I dreamed of someday growing up and being a veterinarian when I was a kid. I never imagined that I would end up as a nurse working in Haiti. And it certainly never crossed my mind that I would end up assisting in veterinarian work while working as a nurse in Haiti. :o)
Fre Direk, one of the men that works at the clinic, has a mule that had a gash that he wanted the nurses to stitch up yesterday afternoon after we were finished at the clinic. I thought it sounded like fun, so Whit and I headed out to help Ro with her new patient. It looked as though someone had taken a machete to the poor thing -whether intentionally or not, I never found out. The gash being approximately eight inches long and gaping open almost four inches, along with the close proximity to the rather unhappy animal's hind feet, made the task of closing this wound look a little more daunting than some.
As the men wrapped ropes around the mule, in an attempt to restrain it enough to be able to stitch it up, Ro set up and prepared to inject lidocaine around the gash. After the men proclaimed it safe, Ro bravely edged closer with her needle, and put an incredible effort into numbing the poor beast up.

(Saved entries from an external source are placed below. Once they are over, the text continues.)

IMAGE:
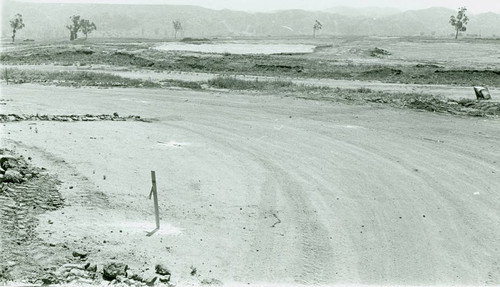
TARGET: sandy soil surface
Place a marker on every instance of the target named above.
(265, 189)
(449, 91)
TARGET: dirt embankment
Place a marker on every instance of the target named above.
(269, 189)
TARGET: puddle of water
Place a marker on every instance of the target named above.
(242, 49)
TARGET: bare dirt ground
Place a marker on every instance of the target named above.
(448, 91)
(264, 189)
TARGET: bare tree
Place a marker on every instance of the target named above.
(87, 27)
(459, 21)
(74, 27)
(16, 24)
(177, 27)
(317, 26)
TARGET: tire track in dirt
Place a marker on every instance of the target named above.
(314, 252)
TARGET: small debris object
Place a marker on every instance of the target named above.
(113, 269)
(482, 93)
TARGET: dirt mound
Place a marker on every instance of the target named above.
(32, 193)
(70, 118)
(378, 52)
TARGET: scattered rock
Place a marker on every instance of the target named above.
(77, 273)
(80, 253)
(50, 279)
(378, 52)
(482, 93)
(70, 266)
(164, 278)
(91, 267)
(161, 269)
(8, 161)
(211, 281)
(13, 176)
(113, 269)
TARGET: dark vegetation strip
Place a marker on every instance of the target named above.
(417, 101)
(89, 79)
(265, 65)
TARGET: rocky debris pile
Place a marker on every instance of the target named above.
(15, 170)
(69, 118)
(25, 192)
(117, 273)
(378, 52)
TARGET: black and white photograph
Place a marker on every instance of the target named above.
(263, 143)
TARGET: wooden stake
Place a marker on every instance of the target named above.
(155, 199)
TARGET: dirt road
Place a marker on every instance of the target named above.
(263, 189)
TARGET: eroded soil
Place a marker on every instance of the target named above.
(266, 189)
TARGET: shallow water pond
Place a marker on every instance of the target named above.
(235, 48)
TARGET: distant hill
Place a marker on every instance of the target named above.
(155, 21)
(370, 12)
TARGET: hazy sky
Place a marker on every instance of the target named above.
(474, 6)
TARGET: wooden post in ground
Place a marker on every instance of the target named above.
(155, 199)
(154, 193)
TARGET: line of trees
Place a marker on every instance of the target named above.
(78, 24)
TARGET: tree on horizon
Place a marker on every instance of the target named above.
(459, 21)
(16, 24)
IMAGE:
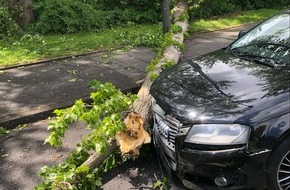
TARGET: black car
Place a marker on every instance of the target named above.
(221, 120)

She managed to get the shots done, and attempted to start stitching, but the mule had other ideas. Fre Direk, the owner of the mule, is the man in the yellow shirt, by the way.
So, since nobody wanted to get hurt, the men were told that unless they could find a better way of restraining the mule, there was nothing more that could be done.

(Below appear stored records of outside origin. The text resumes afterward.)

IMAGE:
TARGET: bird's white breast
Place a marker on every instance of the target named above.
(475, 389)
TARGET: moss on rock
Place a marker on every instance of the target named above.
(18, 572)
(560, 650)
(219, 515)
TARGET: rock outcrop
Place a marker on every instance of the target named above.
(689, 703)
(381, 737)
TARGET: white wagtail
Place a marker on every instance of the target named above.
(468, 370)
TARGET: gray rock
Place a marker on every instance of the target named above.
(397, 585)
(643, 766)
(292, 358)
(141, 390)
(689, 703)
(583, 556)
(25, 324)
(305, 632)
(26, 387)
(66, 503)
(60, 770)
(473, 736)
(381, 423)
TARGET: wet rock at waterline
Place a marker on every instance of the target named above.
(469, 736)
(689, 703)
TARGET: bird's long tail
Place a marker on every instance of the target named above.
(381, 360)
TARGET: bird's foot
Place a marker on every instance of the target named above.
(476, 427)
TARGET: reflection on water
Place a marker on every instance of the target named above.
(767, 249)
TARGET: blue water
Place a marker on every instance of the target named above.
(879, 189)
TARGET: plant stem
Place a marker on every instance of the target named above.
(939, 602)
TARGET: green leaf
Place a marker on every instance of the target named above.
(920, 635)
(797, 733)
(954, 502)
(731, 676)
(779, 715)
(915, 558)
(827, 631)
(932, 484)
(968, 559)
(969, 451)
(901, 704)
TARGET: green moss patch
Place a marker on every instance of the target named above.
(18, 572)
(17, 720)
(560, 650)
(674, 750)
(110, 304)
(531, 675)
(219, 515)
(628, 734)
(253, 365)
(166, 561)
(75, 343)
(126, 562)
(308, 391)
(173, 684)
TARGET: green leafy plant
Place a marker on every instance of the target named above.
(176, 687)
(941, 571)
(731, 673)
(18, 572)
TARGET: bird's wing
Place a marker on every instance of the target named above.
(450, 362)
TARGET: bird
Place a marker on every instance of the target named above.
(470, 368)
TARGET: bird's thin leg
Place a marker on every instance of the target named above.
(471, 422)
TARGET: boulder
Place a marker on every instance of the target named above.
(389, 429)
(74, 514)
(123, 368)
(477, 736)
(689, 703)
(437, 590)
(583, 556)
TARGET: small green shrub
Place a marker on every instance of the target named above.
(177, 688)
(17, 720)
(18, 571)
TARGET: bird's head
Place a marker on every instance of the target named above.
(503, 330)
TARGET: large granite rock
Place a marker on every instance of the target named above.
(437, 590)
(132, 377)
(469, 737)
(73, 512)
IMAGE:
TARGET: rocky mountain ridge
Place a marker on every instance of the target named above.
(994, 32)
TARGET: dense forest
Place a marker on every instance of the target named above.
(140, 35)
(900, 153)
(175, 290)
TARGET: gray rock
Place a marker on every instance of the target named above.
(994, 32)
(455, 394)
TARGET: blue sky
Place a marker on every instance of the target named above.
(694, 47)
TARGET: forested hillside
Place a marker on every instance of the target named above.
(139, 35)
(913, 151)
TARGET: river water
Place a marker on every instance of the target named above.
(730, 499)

After an inordinately long length of time, a lot of discussion amongst themselves, and a rather vigorous fight, the men had the mule lying on it's side, with it's feet somewhat treacherously secured. It was still a bit disgruntled about the needles being dug into it's flank, so the first few stitches were ripped out from it's attempts to regain it's feet. Mis Leda wanted a chance to try her hand at stitching it, so the suture needle was handed off to her, and I decided to add my weight to the effort in holding the mule down.
My new vantage point also enabled me to be able to hold the edges of the wound together, keeping the stitches from ripping out, while Ro, Whit, and Kate helped by passing things to, and cutting things for, Mis Leda.
Our team effort paid off, and multiple suture sets and rinses with iodine later, we were looking at a pretty neat stitch job. :o) I wish we had remembered to get a picture, so that I could show you the difference, but we were all too happy to have finished to think of it. :o) The mule seemed to be pretty pleased to be finally be allowed up and have us done, too, and Fre Direk was extremely grateful to have his mule looking a little more.....healthy and put together. :o)
On a side note, and completely unrelated to the clinic, I have been talking about getting some kind of pet since I got down here, and just never got around to it. So I was utterly delighted to walk into my room yesterday evening and find an adorable little bunny in a box on my bed. :o) And today, the guys built a fantastic rabbit hutch for her to live in. So this is just to let everyone out there in cyberspace know what fantastic people there are down here. Thanks again, to everyone that chipped in to surprise me and allow me to have something to spoil rotten and de-stress with. :o) Ya'll are the best!
Good evening, folks, and have a blessed week!